Услышав громкий стук в дверь, он отложил книгу. Колени его стукались друг о друга — до того он перепугался, и он отругал себя за это. На какой-то миг он даже пожалел, что так быстро дал отставку Розали. Надо было сначала упаковать книги и уехать из города. Но куда бы он ни сбежал — в Паркчестер, Скарсдейл, даже в Тель-Авив — все одно Химмельфарб его достанет. Он философски улыбнулся и предоставил Ици выламывать дверь. Однако стук прекратился. Кто-то звал его — слабо, еле слышно. Так вот кто там, за дверью.
Бернштейн все не мог отдышаться.
— Ну и лестница! Попробуй заберись.
Миша расстегнул ему ворот рубашки, налил коньяку и запер дверь на задвижку. Бернштейн плакал.
— Миша, — сказал он, — Попкин нам отказал.
Он отыскал глазами стульчак и двинулся к нему.
— Отказал. «Попкин, — убеждал я, — возьми десять старых рассказов и один новый». «Нет», — сказал он. Он передумал. Еврейские писатели его больше не интересуют. Паскуда! Перекинулся на мексиканских поэтов — они теперь в моде. Миша, я его умолял. «Попкин, Попкин, возьми „Человека, который молодел“, не ошибешься.
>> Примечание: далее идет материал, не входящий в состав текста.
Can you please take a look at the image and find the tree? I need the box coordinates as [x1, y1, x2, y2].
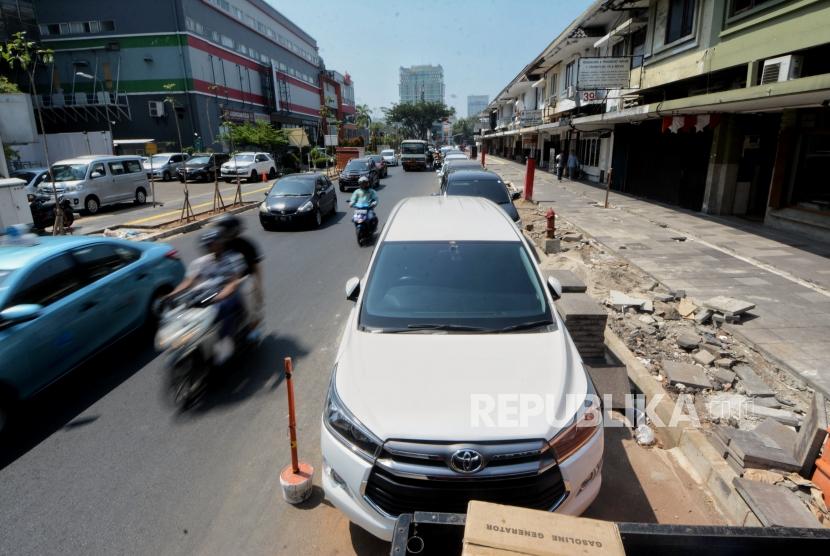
[385, 101, 455, 138]
[0, 31, 64, 235]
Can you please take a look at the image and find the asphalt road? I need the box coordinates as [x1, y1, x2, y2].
[0, 162, 422, 555]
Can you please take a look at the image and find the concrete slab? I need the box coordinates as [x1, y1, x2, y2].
[663, 359, 712, 388]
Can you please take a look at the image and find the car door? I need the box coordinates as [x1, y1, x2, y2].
[72, 242, 146, 334]
[0, 253, 95, 397]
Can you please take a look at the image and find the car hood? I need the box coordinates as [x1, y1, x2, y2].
[336, 323, 587, 441]
[265, 195, 311, 210]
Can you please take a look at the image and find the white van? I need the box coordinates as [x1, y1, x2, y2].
[40, 155, 150, 214]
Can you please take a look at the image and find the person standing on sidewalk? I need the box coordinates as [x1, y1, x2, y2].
[568, 151, 579, 180]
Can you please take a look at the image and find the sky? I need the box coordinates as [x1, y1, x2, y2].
[268, 0, 591, 117]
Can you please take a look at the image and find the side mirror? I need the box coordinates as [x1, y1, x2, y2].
[548, 276, 562, 299]
[346, 276, 360, 301]
[0, 303, 43, 327]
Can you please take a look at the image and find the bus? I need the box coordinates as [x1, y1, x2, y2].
[401, 139, 432, 172]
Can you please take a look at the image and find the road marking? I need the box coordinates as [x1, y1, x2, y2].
[124, 185, 271, 226]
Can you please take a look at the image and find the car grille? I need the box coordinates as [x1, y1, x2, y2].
[364, 441, 567, 516]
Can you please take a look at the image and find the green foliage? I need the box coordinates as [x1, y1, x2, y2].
[222, 122, 288, 153]
[0, 75, 20, 94]
[385, 101, 455, 138]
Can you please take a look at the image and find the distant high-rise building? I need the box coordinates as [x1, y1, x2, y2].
[467, 95, 490, 118]
[398, 65, 444, 103]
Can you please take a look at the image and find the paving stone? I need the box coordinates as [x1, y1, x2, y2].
[703, 295, 755, 316]
[732, 363, 775, 398]
[545, 269, 588, 293]
[710, 369, 735, 384]
[677, 332, 700, 350]
[663, 359, 712, 388]
[692, 349, 715, 367]
[732, 477, 821, 528]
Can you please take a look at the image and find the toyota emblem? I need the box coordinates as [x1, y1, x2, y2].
[450, 449, 484, 473]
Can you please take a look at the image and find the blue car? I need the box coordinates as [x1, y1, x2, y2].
[0, 236, 184, 431]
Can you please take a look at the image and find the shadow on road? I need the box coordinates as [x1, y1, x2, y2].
[0, 330, 161, 469]
[178, 334, 309, 417]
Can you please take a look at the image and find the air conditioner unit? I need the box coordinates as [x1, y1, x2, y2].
[147, 100, 164, 118]
[761, 54, 802, 85]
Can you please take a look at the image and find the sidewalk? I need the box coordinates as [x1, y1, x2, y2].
[487, 155, 830, 395]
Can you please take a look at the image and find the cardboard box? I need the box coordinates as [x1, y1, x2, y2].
[462, 501, 625, 556]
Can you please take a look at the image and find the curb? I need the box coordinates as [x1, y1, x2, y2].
[605, 328, 761, 527]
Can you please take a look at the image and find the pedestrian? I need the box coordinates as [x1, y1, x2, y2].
[568, 150, 579, 179]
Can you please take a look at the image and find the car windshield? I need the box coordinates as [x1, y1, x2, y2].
[268, 178, 314, 197]
[150, 154, 170, 166]
[52, 164, 89, 181]
[401, 143, 426, 154]
[447, 179, 510, 205]
[360, 241, 553, 332]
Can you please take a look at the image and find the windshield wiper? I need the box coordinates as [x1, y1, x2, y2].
[383, 323, 491, 334]
[498, 320, 553, 332]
Пройдет лет десять, и это станет классикой. Попкин, гарантирую». Но классика ему не нужна. Одни только мексиканские писатели.
Он, запинаясь, брел по комнате и, чудом миновав ряды бутылок из-под пепси-колы, уселся на стульчак.
— Миша, ты меня слушаешь, нет?
— Что-что?
— С Попкиным мы прогорели. Вряд ли мы хоть цент из него выжмем. Тебе-то еще хорошо. У тебя хоть Розали есть.
Мишины губы сложились в ироничную улыбку.
— Нет у меня больше Розали. Я с ней распрощался.
Бернштейн недоверчиво помотал головой.
— Миша, ты упустил золотую жилу. Эта женщина — настоящий клад. Мне сам Гершензон сказал. Он-то про ее деньги все знает… Ах, Миша, Миша! Ты хуже ребенка. Миша, кроме шуток, без меня ты пропадешь. Бог с ней, с Розали! Как ты с Химмельфарбом-то столкуешься?
Бернштейн, закусив губу, погрузился в думы о Мишиных горестях.
— Миша, у меня план. Возьму Розали на себя. Разумеется, я соглашаюсь на эту жертву только ради тебя. Как думаешь, Ици это устроит, а?
Он сжал колени и сам себе ответил:
— Что толку? Он такой жлоб — стукнет нас головами, и дух вон.
Бернштейн схватился за грудь; губы его посерели, брови запрыгали. Миша кинулся к нему, схватил его за руку. Затем нагнулся, осторожно помог ему подняться и отвел к кровати. Брови у Бернштейна дергаться перестали. Миша укутал его одеялом.
— Вот увидишь, — сказал Бернштейн, устало дыша, — увидишь. Если это не сердце, то, значит, печень. Миша, может, я пойду домой?
— Оставайся.
— А где же ты будешь спать?
— Кровати, что ли, на нас двоих не хватит?
— Миша, ты меня знаешь. Я храплю. И безостановочно говорю во сне. Я немного посижу и пойду, Миша.
— Бернштейн, столько шуму, вместо того чтобы просто полежать. Делай, конечно, что хочешь. Только помни, у меня за дверью эскалатора нет.
Бернштейн представил, как летит кувырком вниз по Мишиным сорока девяти ступеням, и губы его снова посерели.
— Может, ты и прав, Миша. Побуду сегодня у тебя. А почему ты караулишь дверь? Ждешь кого?
— Ици.
— Ици, — произнес Бернштейн, — я и забыл.